Teaching children how to play music requires a multi-faceted approach that takes into account the child's strengths and weaknesses. By harnessing several modes of learning, you can help your child improve in music as well as other academic areas. Music teaches spatial reasoning skills required in both math and science. Using rhythm and pitch, you can create exercises that challenge your child in and enjoyable manner that works with the child's natural abilities.

Pitch Exercises

Highness and lowness of pitch are concepts that most people take for granted, but at some point, we all had to learn to identify different pitch levels. Intuitively, you can tell that a bird chirping is higher than a mountain lion's growl. Even an activity as simple as picking the higher versus lower sound can become challenging when you start to include different tones colors, also known as timbre (pronounced: tam-ber) into the exercise. Some children may be able to identify pitch better than others, but it's very rare to have an individually that lacks the ability to discern between different pitches.

In its most basic form, pitch is simply the measure of a frequency's speed over a given period of time. Students that are more literally and perhaps, perceptive, may recognize a higher pitch as a pitch that moves faster than other sounds. While the pitch doesn't actually travel any faster, higher pitches do have a faster frequency. Ask if the child can hear if a pitch is moving fast or slow, if you encounter a child that has difficulty recognizing pitches vertically. A good exercise involves playing two pitches and asking which pitch is higher. You can make the activity more advanced by asking students to sing the higher pitch, and then sing both pitches.

Rhythm Exercises

One of the most difficult concepts to teach is the concept of rhythm. Like pitch, most of us understand that some pitches are higher than others, and some rhythms are faster than others. We also know that some rhythms sound different, but how do you communicate those differences to your child? How do you begin to express that a quarter note is worth one beat? A single beat in most pieces falls on the pulse, but teaching a child how to find the pulse can be difficult at first.
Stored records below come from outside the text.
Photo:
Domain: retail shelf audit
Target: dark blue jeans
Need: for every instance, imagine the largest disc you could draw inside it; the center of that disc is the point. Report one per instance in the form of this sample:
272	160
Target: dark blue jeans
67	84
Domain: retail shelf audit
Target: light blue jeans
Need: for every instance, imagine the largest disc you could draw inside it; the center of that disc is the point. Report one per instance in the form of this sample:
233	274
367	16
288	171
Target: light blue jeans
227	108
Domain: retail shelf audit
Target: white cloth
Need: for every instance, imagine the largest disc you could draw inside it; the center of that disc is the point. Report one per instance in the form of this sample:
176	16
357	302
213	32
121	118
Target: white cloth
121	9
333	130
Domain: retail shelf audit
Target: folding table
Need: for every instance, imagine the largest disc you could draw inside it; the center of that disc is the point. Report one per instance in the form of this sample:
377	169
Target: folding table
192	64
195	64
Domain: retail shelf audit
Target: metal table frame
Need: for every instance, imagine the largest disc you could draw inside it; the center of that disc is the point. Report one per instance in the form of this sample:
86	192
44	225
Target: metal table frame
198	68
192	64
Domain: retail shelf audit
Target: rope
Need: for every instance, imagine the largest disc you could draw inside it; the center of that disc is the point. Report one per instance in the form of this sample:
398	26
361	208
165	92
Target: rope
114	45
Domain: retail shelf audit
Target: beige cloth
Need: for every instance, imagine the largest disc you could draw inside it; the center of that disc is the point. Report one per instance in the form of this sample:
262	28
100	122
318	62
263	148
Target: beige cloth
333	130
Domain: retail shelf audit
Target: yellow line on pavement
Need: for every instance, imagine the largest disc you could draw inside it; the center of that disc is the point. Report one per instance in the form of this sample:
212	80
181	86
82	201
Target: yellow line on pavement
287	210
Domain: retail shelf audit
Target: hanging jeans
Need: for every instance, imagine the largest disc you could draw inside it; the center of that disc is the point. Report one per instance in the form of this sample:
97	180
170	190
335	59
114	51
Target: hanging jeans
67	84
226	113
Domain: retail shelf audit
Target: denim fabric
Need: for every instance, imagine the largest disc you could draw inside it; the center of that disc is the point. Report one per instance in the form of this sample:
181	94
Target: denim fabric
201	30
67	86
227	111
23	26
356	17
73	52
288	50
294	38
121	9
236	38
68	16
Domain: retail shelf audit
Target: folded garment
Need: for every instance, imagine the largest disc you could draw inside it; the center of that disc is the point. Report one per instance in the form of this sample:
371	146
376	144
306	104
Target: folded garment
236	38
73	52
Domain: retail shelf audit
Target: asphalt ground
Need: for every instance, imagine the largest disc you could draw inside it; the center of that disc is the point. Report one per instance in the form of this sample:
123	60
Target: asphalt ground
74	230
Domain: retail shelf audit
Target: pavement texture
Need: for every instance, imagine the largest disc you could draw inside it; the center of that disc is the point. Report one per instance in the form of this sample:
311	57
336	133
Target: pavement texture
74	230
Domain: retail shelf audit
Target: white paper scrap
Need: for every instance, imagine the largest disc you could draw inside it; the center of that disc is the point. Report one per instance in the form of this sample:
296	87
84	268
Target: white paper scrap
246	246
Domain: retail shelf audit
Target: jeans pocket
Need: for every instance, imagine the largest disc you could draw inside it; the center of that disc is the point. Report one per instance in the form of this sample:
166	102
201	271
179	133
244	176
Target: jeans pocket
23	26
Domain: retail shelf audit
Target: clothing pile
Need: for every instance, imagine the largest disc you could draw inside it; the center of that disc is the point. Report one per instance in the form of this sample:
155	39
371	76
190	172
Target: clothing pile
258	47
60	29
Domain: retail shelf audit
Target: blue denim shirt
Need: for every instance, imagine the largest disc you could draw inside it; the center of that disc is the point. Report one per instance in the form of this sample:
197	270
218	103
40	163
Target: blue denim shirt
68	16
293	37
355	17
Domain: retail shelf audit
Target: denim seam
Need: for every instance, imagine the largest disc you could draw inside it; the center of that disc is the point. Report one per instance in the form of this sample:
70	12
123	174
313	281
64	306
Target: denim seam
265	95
One way to start to teach rhythm and beats is to play a song and have the students march in time with you to get a feel for the main beats. Another option involves turning on a metronome and clapping beats in time. As the student begins to correctly clap your rhythms back to you, you can begin to teach that that a quarter note lasts for the entire duration of a metronome click, and an eighth notes occurs twice in the space of a click. As you continue to teach these concepts, you can add more advanced rhythms, show the child what each note value looks like and eventually get them to read music on their own.

Melody Exercises 

Most people begin learning about melody by singing along with others in class, churches, and other group activities. If you are teaching a child to sing melodies, use songs that don't have very many skips or leaps. Also, choose a melody with a minimal range. You don't want to sing songs that are going to strain the voice and potentially hurt the vocal chords. If the child has trouble staying on key, use pitch matching and have the child sing each note of the song individually while listening to the same note being played on the piano. When the child begins to get more advanced, start having her sing scales and arpeggios to learn the basic pitches used in tonal music and develop her ability to sing in tune.

Listening Exercises

The point of a listening exercise isn't simply to get a child listening to music. Instead, you want to teach children how to enjoy listening to music. Many people don't know how to listen to classical music simply because they were never taught.
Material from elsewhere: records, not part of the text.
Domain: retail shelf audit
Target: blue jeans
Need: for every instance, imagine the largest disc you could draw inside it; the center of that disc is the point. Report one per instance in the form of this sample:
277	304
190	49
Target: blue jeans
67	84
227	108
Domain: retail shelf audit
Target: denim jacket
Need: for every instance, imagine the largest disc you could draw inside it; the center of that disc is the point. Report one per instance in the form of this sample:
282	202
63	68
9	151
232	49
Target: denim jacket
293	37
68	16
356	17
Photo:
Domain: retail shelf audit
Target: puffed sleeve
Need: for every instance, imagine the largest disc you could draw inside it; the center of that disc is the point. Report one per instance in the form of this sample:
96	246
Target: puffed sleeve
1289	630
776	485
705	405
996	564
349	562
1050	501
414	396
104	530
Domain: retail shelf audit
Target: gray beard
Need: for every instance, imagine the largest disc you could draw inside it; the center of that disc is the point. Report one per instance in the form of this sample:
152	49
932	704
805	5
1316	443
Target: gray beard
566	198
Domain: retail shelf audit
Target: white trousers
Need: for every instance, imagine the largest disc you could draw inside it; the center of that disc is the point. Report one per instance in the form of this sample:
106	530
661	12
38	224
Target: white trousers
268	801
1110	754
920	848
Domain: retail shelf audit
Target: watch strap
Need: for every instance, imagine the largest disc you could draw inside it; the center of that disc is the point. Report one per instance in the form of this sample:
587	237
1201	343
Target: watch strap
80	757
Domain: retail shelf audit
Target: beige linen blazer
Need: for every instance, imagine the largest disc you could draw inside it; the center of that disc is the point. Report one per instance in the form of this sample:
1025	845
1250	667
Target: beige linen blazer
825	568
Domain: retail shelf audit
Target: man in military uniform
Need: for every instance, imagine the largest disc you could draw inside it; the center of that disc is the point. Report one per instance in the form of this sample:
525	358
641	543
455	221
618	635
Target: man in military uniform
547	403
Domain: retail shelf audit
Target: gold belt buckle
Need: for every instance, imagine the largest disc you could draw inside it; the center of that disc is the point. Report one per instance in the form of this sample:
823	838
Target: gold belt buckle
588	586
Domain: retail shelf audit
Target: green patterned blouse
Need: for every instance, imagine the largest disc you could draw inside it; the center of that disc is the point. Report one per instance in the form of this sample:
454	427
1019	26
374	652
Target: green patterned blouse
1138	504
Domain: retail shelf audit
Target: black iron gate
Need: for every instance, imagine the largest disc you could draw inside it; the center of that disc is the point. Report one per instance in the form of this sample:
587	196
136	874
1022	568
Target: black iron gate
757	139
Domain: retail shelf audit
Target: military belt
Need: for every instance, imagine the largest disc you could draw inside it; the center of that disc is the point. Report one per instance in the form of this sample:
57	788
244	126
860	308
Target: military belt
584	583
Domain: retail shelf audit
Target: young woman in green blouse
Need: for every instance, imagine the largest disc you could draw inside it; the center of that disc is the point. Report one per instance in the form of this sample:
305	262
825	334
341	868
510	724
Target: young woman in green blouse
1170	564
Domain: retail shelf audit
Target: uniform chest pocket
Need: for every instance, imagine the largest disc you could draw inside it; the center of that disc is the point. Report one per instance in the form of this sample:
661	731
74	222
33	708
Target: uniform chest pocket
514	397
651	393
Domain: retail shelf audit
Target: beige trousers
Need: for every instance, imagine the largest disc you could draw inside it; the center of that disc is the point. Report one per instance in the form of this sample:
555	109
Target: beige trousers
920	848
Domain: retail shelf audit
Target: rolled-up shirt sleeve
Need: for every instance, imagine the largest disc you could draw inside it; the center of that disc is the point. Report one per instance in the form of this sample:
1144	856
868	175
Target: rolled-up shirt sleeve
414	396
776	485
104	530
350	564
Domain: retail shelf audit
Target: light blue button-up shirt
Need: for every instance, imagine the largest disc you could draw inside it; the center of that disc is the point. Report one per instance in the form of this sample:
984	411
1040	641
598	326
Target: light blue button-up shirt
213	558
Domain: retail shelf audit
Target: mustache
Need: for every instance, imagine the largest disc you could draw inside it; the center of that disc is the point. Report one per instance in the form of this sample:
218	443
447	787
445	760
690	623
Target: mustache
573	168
Think of a nostalgic moment in your past while listening to any of the Chopin piano pieces, and you can start to begin to understand the enjoyment that some people receive from listening to classical music. Teach the child how to identify the different melodies and phrases within a piece.

Listening exercises should come after all the other exercises have been introduced. Start by playing a piece and ask the child to raise his hand when the first melody completes. If the child missed the end of the melody try again and help him see where the melody ended. Continue through the piece until he can get most of the melodies right.

Once you finish, play the entire piece and have the child draw a picture of what he imagines when listening to the composition. As you continue teaching, you can begin to explore the smaller elements of the piece such as motives and how the harmony helps to affect the mood of the melody.